A GED is not the same as a high school diploma, but it is legally recognized as an equivalent credential. When you pass the GED test, your state issues a Certificate of High School Equivalency, which satisfies the “high school education” requirement for most jobs, college applications, and government programs. The differences show up in specific situations: military enlistment, certain employer preferences, and long-term earnings patterns.
What the GED Actually Is
The GED is a four-subject exam covering math, science, social studies, and language arts. You need a score of at least 145 on each subject to pass. Scoring between 165 and 174 on any subject earns a “College Ready” designation, which can waive placement testing at some colleges.
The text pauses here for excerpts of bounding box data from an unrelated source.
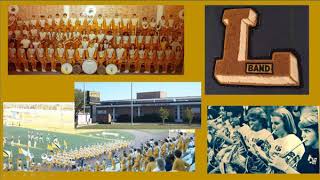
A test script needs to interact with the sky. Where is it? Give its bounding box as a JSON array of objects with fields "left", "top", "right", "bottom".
[{"left": 75, "top": 82, "right": 201, "bottom": 101}]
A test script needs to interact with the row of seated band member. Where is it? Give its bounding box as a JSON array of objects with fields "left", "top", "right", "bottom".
[
  {"left": 9, "top": 31, "right": 184, "bottom": 73},
  {"left": 9, "top": 13, "right": 184, "bottom": 32},
  {"left": 208, "top": 107, "right": 319, "bottom": 173}
]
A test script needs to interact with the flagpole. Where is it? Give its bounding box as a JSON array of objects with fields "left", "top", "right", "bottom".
[
  {"left": 131, "top": 82, "right": 133, "bottom": 125},
  {"left": 83, "top": 82, "right": 88, "bottom": 124}
]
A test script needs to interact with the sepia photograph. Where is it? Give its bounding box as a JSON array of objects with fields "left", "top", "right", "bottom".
[
  {"left": 74, "top": 82, "right": 201, "bottom": 129},
  {"left": 207, "top": 106, "right": 319, "bottom": 174},
  {"left": 8, "top": 5, "right": 184, "bottom": 75}
]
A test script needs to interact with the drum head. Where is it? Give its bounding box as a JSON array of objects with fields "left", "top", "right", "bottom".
[
  {"left": 106, "top": 64, "right": 118, "bottom": 75},
  {"left": 61, "top": 63, "right": 72, "bottom": 74},
  {"left": 72, "top": 64, "right": 82, "bottom": 74},
  {"left": 82, "top": 59, "right": 98, "bottom": 74},
  {"left": 97, "top": 65, "right": 106, "bottom": 75}
]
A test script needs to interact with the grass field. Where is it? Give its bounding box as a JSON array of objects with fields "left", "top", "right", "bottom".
[
  {"left": 77, "top": 123, "right": 201, "bottom": 129},
  {"left": 4, "top": 126, "right": 135, "bottom": 163}
]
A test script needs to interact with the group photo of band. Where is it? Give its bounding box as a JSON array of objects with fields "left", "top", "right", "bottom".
[
  {"left": 8, "top": 5, "right": 184, "bottom": 74},
  {"left": 207, "top": 106, "right": 319, "bottom": 174}
]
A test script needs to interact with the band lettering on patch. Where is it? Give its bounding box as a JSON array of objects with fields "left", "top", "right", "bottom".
[{"left": 213, "top": 8, "right": 300, "bottom": 86}]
A score of 175 or higher can qualify you for up to 10 college credit hours.
When you pass all four subjects, your state issues a Certificate of High School Equivalency. This is a state-issued document backed by education code, not just a certificate from a testing company. It carries legal weight as proof that you’ve demonstrated high-school-level academic knowledge.
Where a GED Is Treated the Same
For most practical purposes, a GED opens the same doors as a diploma. Federal student aid (FAFSA) treats GED holders the same as diploma holders. Community colleges universally accept the GED for admission. Most four-year colleges and universities also accept it, though they may weigh other factors like SAT/ACT scores, prior coursework, or essays alongside it. Meeting the minimum GED score for admission consideration does not guarantee acceptance, just as having a diploma doesn’t guarantee acceptance.
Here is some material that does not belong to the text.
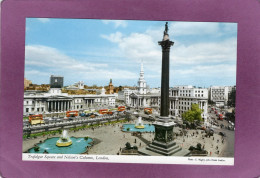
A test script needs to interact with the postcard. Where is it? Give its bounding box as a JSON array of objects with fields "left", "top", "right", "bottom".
[
  {"left": 22, "top": 18, "right": 237, "bottom": 165},
  {"left": 0, "top": 0, "right": 260, "bottom": 178}
]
The majority of employers that require a “high school diploma or equivalent” will accept a GED. Government jobs at the federal, state, and local level generally treat the two credentials equally. Licensing boards for trades like cosmetology, commercial driving, or HVAC installation typically accept either one.
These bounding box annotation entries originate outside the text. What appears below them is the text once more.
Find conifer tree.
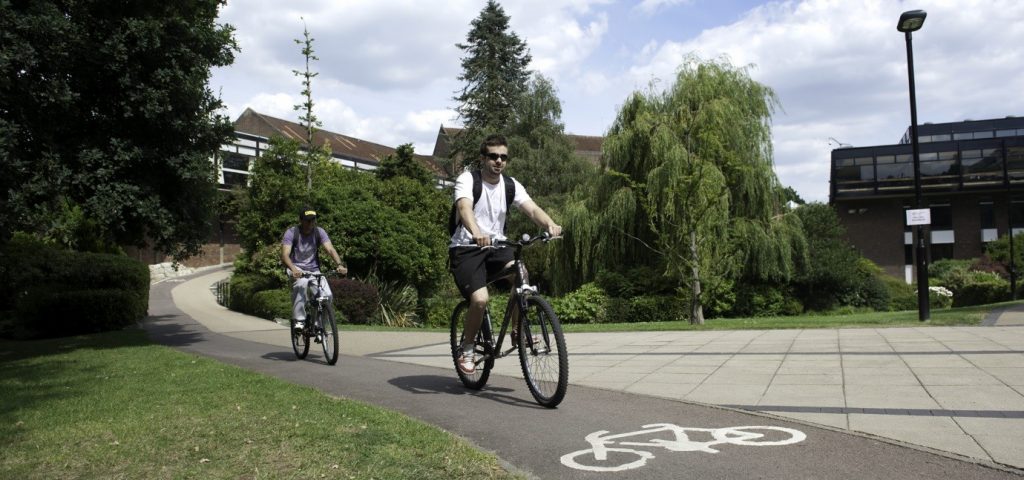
[453,0,530,158]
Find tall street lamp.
[896,10,931,321]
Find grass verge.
[0,330,515,479]
[562,302,1003,333]
[338,301,1024,333]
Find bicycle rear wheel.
[321,302,338,365]
[288,318,309,360]
[451,302,495,390]
[518,296,569,408]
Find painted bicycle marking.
[561,424,807,472]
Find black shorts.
[449,247,515,299]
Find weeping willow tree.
[563,57,807,323]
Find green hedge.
[551,283,608,323]
[0,234,150,338]
[605,296,689,323]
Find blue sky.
[210,0,1024,202]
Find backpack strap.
[470,170,483,207]
[291,225,322,268]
Where the Difference Matters
Military Enlistment
This is the area where the gap between a GED and a diploma is most concrete. The military classifies recruits into tiers based on education. Tier 1 includes high school diploma holders and people with at least 15 college credits. Tier 2 includes GED holders, certificate of attendance recipients, and some home-study graduates.
Each branch limits how many Tier 2 recruits it accepts. The Air Force takes fewer than 1% Tier 2 candidates per year. The Marines cap it around 5%. The Army and Navy each allow roughly 10%. The Coast Guard only accepts Tier 2 candidates who have prior military service and requires them to score higher on the Armed Forces Qualification Test. If you have a GED and want to enlist, earning 15 college credits bumps you into Tier 1 and removes the restriction entirely.
Some Employer Preferences
Certain employers, particularly in competitive corporate hiring pipelines, may treat a GED differently from a diploma even when the job posting says “or equivalent.” This is less about formal policy and more about how hiring managers perceive the credential. In practice, this matters less as you build work experience or earn post-secondary education. A GED combined with a college degree or professional certifications rarely raises any flags.
Earnings Over Time
Census Bureau data shows a meaningful earnings gap between GED holders and diploma holders. In one analysis, high school diploma holders earned roughly $4,700 per month on average, while GED holders earned about $3,100. For context, people with some high school but no credential earned around $2,400. So a GED does boost earnings compared to having no credential, but diploma holders tend to earn more on average.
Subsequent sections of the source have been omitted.